Personalised Approaches in the Frailty Service Re-design

Over one hundred thousand people over the age of 65 in Lincolnshire are living with frailty. This means they have reduced reserves and are more likely to be admitted to hospital if unwell or in crisis. As people progress from mild to moderate, and then moderate to severely frail, their contact with the health and care service increases by approximately 35% for each progression, with an associated 78% spend increase for moderately frail people and 87% spend increase for severely frail people.

Proactive management of frailty ( e.g. by screening, comprehensive assessments, multidisciplinary interventions, and personalised care planning) can reduce its progression, reduce hospital admissions by 20%, reduce falls by 10%, improve health, and subsequently reduce care needs.
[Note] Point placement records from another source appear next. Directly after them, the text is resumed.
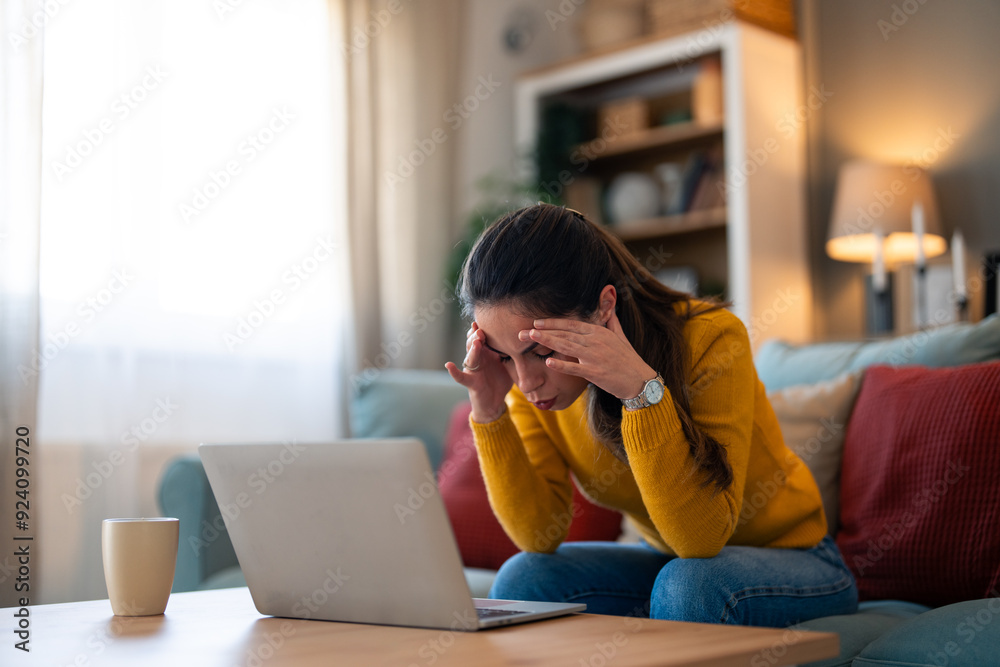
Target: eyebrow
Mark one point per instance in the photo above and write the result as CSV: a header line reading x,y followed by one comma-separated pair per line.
x,y
522,353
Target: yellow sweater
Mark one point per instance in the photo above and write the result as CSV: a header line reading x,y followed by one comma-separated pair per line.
x,y
527,454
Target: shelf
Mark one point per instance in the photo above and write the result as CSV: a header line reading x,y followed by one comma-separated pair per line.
x,y
657,137
638,230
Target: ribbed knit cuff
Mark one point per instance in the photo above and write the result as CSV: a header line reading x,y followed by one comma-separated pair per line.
x,y
651,427
497,440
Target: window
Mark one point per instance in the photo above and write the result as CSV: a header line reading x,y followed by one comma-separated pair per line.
x,y
192,258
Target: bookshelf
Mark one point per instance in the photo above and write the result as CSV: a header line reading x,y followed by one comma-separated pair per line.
x,y
753,241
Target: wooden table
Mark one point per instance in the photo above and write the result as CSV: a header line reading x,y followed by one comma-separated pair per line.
x,y
222,628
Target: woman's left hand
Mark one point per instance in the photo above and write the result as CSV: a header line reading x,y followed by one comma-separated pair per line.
x,y
600,354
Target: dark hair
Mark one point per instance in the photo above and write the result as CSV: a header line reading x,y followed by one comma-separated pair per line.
x,y
548,261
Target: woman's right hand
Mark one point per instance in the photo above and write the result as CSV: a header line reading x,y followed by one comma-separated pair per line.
x,y
484,376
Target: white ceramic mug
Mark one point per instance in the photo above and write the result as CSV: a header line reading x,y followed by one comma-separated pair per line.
x,y
139,560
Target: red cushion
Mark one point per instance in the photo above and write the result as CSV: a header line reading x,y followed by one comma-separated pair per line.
x,y
920,497
481,539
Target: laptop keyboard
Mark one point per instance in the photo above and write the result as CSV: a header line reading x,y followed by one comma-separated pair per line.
x,y
496,613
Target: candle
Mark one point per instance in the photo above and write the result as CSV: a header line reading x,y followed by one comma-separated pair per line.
x,y
917,217
958,264
878,264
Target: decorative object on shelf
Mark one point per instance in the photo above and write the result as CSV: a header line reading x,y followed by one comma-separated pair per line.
x,y
520,28
632,196
958,274
673,17
681,278
630,117
706,92
880,212
671,175
608,23
562,129
584,194
991,266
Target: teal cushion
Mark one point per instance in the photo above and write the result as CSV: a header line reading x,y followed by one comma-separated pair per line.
x,y
858,630
958,635
780,364
405,403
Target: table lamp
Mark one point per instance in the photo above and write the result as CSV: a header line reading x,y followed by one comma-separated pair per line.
x,y
885,214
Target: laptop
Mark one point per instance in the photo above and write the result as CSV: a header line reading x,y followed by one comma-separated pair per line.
x,y
354,531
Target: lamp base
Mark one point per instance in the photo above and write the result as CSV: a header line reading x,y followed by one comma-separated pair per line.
x,y
878,308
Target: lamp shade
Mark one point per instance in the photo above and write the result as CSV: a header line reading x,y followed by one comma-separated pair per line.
x,y
876,200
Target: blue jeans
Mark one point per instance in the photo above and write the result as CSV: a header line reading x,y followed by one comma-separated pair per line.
x,y
740,586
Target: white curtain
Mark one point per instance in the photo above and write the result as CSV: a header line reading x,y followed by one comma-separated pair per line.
x,y
193,251
402,88
20,164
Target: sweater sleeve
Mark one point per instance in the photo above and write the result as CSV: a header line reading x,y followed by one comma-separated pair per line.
x,y
697,521
527,478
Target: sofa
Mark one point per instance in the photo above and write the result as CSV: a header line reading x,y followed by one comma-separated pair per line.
x,y
901,435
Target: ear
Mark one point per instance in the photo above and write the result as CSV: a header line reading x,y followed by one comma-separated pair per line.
x,y
606,303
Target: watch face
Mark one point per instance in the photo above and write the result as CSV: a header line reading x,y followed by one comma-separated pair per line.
x,y
654,391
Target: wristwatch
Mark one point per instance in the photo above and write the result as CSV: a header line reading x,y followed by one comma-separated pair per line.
x,y
651,394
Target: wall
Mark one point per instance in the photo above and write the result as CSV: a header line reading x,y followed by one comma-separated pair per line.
x,y
901,75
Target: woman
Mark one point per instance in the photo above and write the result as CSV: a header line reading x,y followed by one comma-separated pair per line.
x,y
578,361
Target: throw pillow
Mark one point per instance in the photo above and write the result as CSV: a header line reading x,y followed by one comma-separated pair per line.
x,y
813,420
920,503
481,539
781,364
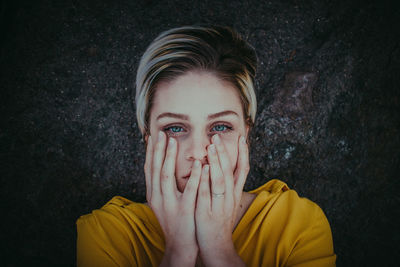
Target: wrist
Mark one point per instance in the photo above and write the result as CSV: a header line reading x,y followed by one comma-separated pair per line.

Partner agencies from across the health, social care, public health and the third sector in Lincolnshire have come together, with people, their families, and members of the public, to co-produce a new strategy based on local experience and best practice from elsewhere. The ambition is to work together strategically to integrate different services for older people and provide a joined-up service.

The personalisation team are supporting this work in a number of ways including;

  • Baseline surveys for 'personalised approaches; knowledge and understanding' among the workforce
  • Supporting the early adopter PCNs with training and guidance 
  • Championing the use of our 'tools' 
  • Challenging intervention design
  • Advocating the Our Shared Agreement approach within this work 

As the work develops, you can expect to see more being added to this page and language starting to change.